KUALA LUMPUR, Dec 28 – The Covid-19 Immunisation Task Force (CITF) has shortened the interval period for coronavirus vaccine boosters from six to three months for individuals initially vaccinated with AstraZeneca or Pfizer.

Health Minister Khairy Jamaluddin cited clinical and real-world data from the local Recovam study by the Institute for Clinical Research that found waning vaccine efficacy against Covid-19 infection.

He also cited latest data that shows the Omicron variant of concern is more transmissible than previous variants and has higher immune escape from vaccines or previous infection.

Regulatory bodies in the United Kingdom, Canada, and Australia, besides medical experts, also recommend Covid-19 booster shots as early as three months from primary vaccination.

As such, CITF’s Technical Working Group now recommends that fully vaccinated adults aged 18 and older receive their boosters at least 90 days after their primary vaccine series. This applies to people who were initially inoculated with Pfizer, AstraZeneca, Sinovac, Sinopharm, Moderna, CanSino, or Sputnik V.

Those who received the single-shot Johnson & Johnson vaccine can get a booster after at least two months.

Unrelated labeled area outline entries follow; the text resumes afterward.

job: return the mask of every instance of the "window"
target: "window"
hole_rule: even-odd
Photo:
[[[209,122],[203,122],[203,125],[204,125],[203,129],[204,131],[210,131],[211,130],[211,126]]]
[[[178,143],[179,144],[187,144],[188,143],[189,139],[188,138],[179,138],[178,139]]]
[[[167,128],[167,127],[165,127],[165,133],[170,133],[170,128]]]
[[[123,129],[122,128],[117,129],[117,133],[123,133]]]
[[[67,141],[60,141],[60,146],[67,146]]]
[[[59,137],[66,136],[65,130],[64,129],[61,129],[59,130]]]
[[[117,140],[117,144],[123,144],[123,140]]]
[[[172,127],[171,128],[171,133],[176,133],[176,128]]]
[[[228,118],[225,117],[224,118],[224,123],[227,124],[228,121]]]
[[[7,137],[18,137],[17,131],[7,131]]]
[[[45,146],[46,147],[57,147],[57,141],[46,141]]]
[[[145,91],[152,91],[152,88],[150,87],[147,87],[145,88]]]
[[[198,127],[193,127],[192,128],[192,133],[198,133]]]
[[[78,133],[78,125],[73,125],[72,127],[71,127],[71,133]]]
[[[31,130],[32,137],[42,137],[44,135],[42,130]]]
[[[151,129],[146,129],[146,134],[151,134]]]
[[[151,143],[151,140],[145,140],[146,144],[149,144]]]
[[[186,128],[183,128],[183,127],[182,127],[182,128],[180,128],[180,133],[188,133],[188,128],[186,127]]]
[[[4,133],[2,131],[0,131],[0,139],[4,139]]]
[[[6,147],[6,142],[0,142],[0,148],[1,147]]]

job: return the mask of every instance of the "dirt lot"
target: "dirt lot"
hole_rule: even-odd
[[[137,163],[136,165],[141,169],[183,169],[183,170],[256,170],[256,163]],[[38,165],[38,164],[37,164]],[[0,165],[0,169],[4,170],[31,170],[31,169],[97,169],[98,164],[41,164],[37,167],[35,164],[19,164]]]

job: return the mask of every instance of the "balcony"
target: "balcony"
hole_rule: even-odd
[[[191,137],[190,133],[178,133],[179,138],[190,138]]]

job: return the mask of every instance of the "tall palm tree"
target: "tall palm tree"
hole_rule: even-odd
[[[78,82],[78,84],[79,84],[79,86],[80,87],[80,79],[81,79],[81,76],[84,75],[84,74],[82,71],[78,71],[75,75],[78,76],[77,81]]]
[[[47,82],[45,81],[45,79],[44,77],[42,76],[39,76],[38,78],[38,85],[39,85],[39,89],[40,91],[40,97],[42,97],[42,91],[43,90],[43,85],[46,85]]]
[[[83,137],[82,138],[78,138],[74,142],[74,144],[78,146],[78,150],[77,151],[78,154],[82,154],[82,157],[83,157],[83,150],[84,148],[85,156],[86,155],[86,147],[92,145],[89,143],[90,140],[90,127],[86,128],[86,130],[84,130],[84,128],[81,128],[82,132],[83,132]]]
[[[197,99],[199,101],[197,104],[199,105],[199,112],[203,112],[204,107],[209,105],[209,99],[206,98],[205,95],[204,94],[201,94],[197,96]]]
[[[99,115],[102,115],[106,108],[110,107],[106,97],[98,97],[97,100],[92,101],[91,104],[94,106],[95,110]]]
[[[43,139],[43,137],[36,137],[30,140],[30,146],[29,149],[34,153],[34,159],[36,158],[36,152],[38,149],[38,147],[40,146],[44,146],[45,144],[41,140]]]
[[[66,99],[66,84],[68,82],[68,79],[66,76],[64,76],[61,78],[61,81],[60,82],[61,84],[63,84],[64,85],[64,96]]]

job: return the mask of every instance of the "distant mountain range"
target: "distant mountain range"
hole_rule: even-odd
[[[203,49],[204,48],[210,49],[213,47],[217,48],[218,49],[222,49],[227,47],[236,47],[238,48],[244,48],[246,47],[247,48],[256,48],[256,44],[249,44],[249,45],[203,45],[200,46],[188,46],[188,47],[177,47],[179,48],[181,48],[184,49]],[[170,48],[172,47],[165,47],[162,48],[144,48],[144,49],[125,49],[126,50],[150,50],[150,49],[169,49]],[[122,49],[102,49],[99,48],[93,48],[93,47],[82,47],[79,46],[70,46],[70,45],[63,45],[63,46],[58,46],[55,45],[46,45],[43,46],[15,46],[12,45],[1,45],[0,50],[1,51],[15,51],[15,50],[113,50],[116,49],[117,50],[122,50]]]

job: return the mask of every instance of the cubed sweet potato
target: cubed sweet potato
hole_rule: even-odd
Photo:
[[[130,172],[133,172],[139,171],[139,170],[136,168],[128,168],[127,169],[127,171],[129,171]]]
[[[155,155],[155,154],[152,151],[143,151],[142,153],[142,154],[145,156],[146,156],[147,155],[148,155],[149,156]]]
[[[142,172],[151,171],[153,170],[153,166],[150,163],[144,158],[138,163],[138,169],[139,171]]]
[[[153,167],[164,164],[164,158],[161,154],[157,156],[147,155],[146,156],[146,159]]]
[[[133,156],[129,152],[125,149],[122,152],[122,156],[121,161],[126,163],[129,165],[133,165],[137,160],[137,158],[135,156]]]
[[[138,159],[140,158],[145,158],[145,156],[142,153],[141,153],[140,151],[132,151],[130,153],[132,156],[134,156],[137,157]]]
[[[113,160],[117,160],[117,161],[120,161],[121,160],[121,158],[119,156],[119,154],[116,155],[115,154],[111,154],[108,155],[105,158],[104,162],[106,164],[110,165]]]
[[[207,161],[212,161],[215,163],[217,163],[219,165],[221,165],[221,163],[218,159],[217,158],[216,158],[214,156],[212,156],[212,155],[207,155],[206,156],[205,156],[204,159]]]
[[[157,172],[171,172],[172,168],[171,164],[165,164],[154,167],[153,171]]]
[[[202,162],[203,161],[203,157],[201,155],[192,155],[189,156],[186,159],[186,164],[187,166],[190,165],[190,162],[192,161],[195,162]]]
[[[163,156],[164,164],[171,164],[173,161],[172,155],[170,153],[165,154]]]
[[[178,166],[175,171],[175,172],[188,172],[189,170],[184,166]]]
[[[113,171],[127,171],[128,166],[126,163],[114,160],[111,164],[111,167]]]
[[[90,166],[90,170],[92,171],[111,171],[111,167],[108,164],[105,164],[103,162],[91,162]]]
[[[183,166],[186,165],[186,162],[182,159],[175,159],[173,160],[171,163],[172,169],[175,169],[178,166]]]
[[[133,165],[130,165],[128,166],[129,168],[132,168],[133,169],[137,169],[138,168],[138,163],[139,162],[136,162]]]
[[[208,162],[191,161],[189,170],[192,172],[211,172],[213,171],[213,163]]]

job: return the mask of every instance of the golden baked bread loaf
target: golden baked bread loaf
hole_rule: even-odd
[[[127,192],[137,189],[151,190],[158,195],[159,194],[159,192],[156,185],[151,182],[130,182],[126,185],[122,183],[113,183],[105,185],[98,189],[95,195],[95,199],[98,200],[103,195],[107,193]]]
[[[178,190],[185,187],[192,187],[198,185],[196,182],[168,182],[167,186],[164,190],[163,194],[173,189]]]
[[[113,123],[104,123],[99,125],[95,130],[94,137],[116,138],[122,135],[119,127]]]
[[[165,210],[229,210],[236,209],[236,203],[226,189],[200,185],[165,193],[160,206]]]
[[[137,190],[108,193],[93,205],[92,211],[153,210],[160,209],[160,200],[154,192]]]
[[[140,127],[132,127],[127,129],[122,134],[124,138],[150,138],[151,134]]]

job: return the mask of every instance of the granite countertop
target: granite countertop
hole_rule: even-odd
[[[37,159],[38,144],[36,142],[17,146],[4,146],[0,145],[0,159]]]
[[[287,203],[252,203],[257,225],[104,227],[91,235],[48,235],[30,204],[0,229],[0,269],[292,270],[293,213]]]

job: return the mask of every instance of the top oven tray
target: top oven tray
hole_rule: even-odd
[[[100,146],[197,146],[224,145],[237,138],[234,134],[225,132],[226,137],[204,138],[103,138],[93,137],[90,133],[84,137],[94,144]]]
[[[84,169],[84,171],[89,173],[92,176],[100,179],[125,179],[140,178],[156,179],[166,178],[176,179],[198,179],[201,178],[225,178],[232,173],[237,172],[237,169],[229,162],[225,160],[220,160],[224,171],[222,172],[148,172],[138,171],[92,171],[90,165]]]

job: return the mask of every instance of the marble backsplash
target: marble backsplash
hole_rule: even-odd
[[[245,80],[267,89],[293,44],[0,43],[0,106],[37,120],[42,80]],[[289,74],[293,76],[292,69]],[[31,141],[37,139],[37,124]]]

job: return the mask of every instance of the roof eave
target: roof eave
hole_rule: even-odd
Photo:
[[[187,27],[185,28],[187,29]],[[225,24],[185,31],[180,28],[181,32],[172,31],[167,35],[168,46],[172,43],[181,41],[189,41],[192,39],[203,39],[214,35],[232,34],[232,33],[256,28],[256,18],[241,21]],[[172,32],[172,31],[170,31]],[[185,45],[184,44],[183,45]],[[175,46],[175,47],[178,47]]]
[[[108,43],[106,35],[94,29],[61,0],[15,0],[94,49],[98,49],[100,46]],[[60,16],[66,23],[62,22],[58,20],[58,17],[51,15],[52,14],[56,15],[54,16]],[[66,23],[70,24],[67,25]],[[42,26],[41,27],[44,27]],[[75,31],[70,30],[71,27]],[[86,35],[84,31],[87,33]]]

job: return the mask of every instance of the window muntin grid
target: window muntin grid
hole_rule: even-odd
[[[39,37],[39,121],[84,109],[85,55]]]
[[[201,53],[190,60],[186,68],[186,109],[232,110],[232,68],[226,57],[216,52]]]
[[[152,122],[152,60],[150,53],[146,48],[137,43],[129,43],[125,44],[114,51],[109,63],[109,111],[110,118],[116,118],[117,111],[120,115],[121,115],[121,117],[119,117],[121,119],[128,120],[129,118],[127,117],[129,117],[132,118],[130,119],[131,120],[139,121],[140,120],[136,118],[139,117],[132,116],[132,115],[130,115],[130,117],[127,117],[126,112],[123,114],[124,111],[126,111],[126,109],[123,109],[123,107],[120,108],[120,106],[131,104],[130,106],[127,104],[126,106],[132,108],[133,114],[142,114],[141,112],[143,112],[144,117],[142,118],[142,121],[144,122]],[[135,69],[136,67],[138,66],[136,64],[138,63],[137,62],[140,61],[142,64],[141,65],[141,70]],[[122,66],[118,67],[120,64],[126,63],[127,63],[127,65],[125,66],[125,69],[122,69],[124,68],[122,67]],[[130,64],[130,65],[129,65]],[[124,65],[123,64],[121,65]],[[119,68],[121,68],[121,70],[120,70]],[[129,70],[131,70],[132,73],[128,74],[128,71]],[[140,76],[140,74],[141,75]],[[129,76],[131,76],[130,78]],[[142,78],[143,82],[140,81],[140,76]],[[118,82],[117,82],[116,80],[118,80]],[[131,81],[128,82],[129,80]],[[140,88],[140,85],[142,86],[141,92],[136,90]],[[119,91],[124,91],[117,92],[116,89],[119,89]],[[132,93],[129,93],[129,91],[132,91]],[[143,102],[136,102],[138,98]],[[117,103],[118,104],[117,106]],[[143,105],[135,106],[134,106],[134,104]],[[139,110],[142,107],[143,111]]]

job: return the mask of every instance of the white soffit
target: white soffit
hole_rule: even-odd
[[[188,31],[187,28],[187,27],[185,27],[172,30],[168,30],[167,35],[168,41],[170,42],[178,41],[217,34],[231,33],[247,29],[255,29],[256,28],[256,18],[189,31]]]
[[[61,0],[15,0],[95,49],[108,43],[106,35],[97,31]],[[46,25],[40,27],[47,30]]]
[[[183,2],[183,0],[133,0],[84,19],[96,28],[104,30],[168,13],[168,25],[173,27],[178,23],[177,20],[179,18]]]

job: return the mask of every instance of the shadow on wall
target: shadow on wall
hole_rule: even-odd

Booster vaccination appointment dates will be given according to age, where those aged 50 years and above will be offered their additional vaccine dose first, followed by over-40s, and then those aged 18 years and above.

Individuals with comorbidities, as well as residents and workers at long-term care facilities, will also be prioritised in the booster campaign.

“The Ministry of Health (MOH) expects the majority of adults who are eligible for boosters to receive their boosters in January and February,” Khairy told a press conference today, adding that more vaccination centres (PPVs) would be opened up – whether in private clinics or halls – to increase capacity.

Khairy stressed that MOH’s first choice for boosters is Pfizer-BioNTech’s mRNA vaccine, with AstraZeneca’s viral vector shot as an alternative, for all adults regardless of the type of vaccine taken for their primary series.

“Sinovac will only be given to contraindicated people because data shows Pfizer and AstraZeneca vaccine efficacy as a booster is very very high, compared to Sinovac.”

Only individuals who are allergic to either Pfizer and AstraZeneca can receive a Sinovac booster for free under the government’s National Covid-19 Immunisation Programme (PICK). Those without such contraindications can pay for a Sinovac booster in the private market.

Khairy cited encouraging data from Sarawak that leads the booster vaccination campaign, with 53.5 per cent of its adult population having received third doses to date, or 1,093,421 people.

Confirmed Covid-19 cases in Sarawak have been declining over the past two months, from 776 in the 48th epidemiological week to 208 in the 52nd week.

Covid-19 patients in the intensive care unit (ICU) in Sarawak declined significantly from 99 cases on November 5 to 11 on December 26. Deaths caused by Covid-19 also dropped in the East Malaysian state from 497 fatalities in October to 24 this month up to December 28.

“The decline in reported Covid-19 cases, hospital admissions, cases requiring intensive care, and deaths is in line with the increased coverage of Covid-19 booster and third doses in Sarawak,” Khairy said.

About 85 per cent of booster vaccine recipients in Sarawak took Pfizer, including those initially inoculated with Sinovac.

“This shows that use of the Pfizer vaccine as a heterologous booster dose is very effective. Besides that, no serious AEFI (adverse events following immunisation) have been reported, showing that heterologous vaccination is safe.”